Tidak bisa kah gadis ini tidak terlalu jujur?

"Kita nyari setengah jalan, lagian gue yakin nggak bakal ada apa-apa juga," ujar Ansel penuh percaya diri, bahwa tidak ada apa-apa di ujung pantai itu.

"Bisa jadi  cewek itu  ada di bagian ujung kan?" bantah Athan.

"Kita lupa bukan sengaja juga," balas Ansel tak mau kalah.

"Maaf, ini semuanya salah aku yang ngajak Ansel main," sesal Izel.

"Eh iya gapapa, emang kayaknya nggak ada apa-apa juga di ujung," ucap Athan. Ansel yang mendengar itu menatap heran Athan.

"Giliran gue aja yang tadi ngomong dibantah, eh giliran tau Izel yang ngajak gue main gapapa," batin Ansel menggerutu.
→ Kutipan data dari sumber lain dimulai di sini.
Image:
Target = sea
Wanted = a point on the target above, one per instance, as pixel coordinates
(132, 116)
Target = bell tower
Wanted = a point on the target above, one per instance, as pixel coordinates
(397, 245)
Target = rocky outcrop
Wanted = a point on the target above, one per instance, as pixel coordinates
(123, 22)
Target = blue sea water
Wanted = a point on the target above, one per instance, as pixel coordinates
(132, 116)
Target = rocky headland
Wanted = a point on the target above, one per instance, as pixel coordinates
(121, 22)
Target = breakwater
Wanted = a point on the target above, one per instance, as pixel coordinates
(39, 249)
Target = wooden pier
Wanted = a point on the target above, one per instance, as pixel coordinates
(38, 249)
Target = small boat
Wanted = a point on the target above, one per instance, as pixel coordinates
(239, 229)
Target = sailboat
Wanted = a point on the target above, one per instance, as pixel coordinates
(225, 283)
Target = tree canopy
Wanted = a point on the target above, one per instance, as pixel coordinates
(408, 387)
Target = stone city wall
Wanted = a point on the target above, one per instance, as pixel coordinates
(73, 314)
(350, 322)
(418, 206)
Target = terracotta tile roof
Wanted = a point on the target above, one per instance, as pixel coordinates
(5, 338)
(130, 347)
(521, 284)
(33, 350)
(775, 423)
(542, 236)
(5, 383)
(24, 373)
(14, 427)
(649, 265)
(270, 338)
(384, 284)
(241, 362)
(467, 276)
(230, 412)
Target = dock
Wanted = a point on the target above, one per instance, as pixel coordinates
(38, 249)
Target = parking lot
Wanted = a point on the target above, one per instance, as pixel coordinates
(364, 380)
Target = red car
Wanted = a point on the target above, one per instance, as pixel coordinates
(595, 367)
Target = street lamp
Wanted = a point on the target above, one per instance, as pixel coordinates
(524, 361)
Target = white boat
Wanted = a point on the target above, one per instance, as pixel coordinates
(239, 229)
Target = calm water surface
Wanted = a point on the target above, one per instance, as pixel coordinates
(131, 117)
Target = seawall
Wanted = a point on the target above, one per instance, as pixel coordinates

Raibeart berdeham membuat semuanya menatap Raibeart. Raibeart mengeluarkan sebuah ikat rambut kecil berwarna hitam dan menaruhnya di tikar. Semuanya menatap asing ikat rambut yang dikeluarkan oleh Raibeart, sebelumnya mereka belum pernah melihat ikat rambut tersebut.

"Punya siapa? Nggak mungkin punya lo kan?" tanya Athan memastikan.

"Lo dapet dari mana?" tanya Ansel.

"Pantai," balas Raibeart.

Lagi dan lagi semuanya dibuat binggung, sebenarnya ikat rambut milik siapa?